The present invention relates to a power feeding apparatus for a network hub installed within a network communication complex, and a network communication system that uses said power feeding apparatus.
There are two types of hubs commonly used in a network communication complex. One type of hub is such a hub as works on a power fed through an AC/DC power adapter connected to a commercial power supply. The other type of hub is such a hub as works on the “Power Over Ethernet (POE)” (Registered trademark). In the latter practice, the power is fed through a communication cable (Ethernet Cable) connected to a POE-compliant power-feeding hub (Ethernet is a registered trademark).

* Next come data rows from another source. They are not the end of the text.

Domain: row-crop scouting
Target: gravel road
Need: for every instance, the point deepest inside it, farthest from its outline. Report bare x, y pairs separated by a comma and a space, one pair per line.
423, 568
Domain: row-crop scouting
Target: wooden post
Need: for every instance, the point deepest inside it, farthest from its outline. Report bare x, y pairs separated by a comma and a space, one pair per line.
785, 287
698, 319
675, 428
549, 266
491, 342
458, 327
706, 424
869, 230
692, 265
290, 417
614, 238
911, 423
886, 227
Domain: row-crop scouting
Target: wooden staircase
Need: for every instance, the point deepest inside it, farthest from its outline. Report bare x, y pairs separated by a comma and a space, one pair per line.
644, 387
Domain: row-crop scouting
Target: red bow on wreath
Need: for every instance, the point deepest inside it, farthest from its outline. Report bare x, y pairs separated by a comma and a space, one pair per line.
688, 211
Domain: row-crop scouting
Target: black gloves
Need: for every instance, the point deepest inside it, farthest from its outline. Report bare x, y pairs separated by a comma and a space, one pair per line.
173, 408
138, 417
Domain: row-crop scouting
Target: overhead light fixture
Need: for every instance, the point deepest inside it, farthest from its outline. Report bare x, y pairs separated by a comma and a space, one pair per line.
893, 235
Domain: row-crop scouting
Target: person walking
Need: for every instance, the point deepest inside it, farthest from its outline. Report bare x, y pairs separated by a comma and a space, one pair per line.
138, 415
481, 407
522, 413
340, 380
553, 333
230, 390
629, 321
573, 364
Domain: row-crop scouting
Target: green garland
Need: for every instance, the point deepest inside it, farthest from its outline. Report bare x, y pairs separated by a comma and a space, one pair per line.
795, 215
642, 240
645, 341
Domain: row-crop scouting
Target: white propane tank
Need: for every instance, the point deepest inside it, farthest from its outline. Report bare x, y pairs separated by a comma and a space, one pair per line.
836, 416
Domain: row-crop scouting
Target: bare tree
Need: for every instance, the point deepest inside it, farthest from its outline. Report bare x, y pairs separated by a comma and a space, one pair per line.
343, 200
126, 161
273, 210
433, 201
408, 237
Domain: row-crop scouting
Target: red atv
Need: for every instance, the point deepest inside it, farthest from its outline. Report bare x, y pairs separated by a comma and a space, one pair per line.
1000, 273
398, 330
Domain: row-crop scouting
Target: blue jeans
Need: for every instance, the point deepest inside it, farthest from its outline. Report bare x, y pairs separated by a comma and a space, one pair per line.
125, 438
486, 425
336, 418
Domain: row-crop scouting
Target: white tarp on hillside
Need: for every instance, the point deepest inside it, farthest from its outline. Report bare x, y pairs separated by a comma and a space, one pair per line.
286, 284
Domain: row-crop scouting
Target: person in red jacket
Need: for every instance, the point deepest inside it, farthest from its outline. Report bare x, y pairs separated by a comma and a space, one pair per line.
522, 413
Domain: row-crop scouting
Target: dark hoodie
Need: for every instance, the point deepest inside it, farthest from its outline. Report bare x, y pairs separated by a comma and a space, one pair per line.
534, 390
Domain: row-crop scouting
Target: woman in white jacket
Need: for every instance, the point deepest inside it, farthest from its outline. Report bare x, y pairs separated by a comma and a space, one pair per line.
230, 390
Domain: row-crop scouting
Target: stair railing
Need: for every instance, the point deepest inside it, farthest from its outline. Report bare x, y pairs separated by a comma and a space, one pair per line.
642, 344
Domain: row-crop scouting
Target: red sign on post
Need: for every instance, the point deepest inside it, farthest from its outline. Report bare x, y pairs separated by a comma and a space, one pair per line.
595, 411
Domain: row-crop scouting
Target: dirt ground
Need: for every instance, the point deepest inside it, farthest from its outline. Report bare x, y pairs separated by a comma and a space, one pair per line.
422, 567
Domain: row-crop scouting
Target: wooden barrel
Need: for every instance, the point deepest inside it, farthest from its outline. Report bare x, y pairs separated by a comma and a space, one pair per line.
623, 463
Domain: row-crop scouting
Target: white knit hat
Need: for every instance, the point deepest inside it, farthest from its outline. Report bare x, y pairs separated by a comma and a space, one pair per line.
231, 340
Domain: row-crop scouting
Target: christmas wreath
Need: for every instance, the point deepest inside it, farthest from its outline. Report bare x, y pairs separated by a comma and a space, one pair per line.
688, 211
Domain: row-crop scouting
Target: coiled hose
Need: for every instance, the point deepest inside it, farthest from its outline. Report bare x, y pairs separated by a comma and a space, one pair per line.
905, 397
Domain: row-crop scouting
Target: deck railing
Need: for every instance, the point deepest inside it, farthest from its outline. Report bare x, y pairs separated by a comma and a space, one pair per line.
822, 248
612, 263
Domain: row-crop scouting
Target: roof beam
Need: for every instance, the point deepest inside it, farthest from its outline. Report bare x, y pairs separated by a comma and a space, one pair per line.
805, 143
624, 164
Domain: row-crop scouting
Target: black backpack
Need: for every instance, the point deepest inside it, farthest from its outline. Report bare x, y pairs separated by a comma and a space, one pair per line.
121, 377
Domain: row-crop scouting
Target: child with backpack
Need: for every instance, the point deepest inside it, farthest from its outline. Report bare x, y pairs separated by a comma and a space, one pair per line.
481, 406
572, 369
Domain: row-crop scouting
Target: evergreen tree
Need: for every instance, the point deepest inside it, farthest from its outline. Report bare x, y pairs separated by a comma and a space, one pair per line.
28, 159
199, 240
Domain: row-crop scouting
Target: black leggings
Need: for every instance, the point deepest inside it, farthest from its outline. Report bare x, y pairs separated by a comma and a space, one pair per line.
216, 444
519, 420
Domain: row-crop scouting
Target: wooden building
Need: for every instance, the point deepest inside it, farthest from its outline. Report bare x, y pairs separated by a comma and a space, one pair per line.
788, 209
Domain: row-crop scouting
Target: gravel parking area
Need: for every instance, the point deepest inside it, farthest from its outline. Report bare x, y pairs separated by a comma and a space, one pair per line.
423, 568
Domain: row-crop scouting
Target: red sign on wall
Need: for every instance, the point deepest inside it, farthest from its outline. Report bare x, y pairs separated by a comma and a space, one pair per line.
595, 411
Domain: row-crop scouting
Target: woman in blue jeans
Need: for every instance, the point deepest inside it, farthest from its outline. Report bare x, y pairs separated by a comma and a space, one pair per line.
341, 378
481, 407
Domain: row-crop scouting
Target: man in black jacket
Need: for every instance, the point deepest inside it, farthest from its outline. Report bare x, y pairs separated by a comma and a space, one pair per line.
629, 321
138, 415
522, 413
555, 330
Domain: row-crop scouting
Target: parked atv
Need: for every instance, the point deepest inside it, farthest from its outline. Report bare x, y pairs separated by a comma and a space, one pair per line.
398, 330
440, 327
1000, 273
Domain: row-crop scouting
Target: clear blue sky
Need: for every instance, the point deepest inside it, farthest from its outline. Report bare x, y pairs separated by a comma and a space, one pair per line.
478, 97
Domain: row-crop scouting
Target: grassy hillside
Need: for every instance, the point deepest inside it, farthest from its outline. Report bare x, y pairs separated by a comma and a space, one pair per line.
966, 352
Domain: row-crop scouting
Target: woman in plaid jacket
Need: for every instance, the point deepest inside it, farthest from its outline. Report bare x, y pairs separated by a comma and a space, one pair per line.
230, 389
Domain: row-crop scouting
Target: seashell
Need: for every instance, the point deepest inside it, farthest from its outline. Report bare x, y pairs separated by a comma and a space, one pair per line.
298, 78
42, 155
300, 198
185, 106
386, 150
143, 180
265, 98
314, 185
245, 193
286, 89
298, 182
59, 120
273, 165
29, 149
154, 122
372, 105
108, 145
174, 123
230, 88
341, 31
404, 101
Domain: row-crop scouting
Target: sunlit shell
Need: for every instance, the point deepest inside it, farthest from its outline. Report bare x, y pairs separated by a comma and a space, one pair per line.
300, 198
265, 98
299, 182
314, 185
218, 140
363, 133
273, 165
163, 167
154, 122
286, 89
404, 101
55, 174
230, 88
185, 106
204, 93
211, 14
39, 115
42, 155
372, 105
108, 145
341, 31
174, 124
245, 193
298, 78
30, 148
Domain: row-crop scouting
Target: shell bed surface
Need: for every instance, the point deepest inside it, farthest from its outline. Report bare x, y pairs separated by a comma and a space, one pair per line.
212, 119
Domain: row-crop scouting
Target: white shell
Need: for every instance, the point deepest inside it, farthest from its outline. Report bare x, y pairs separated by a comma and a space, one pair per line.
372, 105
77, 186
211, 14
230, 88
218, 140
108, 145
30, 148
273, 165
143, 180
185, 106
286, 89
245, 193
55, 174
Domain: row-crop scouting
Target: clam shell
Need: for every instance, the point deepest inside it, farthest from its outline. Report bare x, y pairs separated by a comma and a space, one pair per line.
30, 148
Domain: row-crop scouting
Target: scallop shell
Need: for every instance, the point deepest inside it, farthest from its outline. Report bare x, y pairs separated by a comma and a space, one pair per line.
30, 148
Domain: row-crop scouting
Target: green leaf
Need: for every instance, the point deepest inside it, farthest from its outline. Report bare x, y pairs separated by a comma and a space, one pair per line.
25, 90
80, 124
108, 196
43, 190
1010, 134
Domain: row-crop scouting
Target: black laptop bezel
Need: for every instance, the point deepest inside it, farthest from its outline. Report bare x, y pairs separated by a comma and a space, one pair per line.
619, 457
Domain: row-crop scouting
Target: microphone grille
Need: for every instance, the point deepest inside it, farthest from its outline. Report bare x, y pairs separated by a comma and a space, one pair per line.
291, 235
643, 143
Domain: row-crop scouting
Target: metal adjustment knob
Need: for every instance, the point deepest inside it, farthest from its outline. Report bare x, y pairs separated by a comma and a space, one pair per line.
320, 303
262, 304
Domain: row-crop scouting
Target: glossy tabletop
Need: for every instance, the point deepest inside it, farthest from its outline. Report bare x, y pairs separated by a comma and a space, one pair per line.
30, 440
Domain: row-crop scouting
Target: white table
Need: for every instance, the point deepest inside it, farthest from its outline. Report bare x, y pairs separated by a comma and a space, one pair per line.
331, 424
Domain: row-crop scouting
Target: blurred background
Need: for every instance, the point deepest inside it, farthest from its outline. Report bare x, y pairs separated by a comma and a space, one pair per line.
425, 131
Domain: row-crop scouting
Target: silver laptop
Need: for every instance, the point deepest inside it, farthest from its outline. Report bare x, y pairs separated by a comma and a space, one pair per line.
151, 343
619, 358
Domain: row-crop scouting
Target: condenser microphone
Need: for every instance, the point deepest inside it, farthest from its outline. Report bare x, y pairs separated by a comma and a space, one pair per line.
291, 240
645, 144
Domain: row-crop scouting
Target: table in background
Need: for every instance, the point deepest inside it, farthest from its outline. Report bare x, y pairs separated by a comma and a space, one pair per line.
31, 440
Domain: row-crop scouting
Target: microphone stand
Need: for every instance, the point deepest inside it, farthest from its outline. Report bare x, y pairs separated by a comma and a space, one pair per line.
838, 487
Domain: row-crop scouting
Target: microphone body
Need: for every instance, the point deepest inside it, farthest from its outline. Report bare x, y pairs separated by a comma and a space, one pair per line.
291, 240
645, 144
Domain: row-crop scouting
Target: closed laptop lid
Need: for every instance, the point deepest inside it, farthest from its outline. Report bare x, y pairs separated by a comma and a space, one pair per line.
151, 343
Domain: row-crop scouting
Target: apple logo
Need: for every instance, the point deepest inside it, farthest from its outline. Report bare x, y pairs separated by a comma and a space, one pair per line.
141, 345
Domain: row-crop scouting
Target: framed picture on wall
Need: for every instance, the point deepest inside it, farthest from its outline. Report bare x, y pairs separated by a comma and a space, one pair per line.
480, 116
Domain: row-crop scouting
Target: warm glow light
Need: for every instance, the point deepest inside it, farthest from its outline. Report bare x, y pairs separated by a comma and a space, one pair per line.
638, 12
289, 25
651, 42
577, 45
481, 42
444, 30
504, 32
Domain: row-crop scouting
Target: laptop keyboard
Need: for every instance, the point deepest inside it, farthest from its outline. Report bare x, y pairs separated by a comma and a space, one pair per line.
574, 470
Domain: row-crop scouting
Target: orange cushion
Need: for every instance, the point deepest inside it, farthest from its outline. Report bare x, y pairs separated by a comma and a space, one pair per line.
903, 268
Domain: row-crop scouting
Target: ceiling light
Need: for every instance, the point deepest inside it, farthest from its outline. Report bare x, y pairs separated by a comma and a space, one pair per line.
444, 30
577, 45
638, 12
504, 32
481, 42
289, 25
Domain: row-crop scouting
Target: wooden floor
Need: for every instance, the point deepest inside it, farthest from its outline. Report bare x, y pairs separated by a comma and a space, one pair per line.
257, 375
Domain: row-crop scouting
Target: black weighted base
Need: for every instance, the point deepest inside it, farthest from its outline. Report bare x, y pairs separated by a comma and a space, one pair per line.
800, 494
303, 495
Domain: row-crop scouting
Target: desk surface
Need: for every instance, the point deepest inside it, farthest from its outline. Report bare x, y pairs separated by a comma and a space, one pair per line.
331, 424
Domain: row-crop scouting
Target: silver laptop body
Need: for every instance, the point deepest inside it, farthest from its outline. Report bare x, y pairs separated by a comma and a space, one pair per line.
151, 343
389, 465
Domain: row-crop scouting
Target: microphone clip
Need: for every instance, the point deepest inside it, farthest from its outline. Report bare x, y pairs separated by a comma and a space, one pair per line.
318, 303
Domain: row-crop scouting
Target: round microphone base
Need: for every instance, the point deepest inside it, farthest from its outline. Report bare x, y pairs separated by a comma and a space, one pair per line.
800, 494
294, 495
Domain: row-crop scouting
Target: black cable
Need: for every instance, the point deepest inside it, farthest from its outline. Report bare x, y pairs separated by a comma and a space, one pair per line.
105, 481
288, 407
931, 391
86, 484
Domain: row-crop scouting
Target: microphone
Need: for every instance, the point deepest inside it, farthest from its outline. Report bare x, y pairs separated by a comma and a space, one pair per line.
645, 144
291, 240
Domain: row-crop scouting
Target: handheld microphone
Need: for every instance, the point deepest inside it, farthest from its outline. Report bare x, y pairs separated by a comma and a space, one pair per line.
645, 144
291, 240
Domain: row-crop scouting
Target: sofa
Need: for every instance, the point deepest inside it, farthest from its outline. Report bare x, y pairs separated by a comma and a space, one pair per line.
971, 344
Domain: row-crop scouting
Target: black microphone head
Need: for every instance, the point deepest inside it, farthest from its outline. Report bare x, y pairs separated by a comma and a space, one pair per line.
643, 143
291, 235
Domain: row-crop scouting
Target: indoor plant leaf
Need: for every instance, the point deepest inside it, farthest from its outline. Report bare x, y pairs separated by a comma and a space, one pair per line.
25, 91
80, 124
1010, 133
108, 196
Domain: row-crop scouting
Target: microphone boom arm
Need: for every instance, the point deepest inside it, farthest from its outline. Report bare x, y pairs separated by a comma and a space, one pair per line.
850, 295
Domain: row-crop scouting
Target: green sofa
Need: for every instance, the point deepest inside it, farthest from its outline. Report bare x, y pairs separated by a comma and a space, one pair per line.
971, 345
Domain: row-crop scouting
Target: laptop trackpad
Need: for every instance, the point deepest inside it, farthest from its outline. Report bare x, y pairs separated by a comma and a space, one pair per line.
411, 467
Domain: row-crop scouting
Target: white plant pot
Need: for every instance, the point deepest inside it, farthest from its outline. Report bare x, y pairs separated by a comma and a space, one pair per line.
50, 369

A hub working on the power fed from an AC/DC power adapter connected to a commercial power supply (herein after this type of hub is referred to as an ordinary hub) becomes disabled for communication relaying function (the hub function) if the commercial power supply fails, because a power supply failure causes an interruption in the power feeding to the hub. Therefore, a network communication system that uses the ordinary hub for communication relaying encounters such a problem that the system will be disabled from communicating because the ordinary hub will lose its communication relaying function if a commercial power supply failure occurs.
The ordinary hub on the other hand requires being installed near to the distribution facility of a commercial power supply. Locational consideration is required.
A POE-compliant power-receiving hub that works on the power fed from a POE-compliant power-feeding hub through a communication cable may be installed in a place where a commercial power supply is not available. However, the length of the communication cable acceptable to the system in this usage is limited. The POE-compliant power-receiving hub must be installed within an area of which distance from the POE-compliant power-feeding hub is not greater than 100 m.
Therefore, a network communication system that intends to relay communications using said POE-compliant power-receiving hub encounters such a designing problem that the system must be configured so that the hub should be located always within a limited area.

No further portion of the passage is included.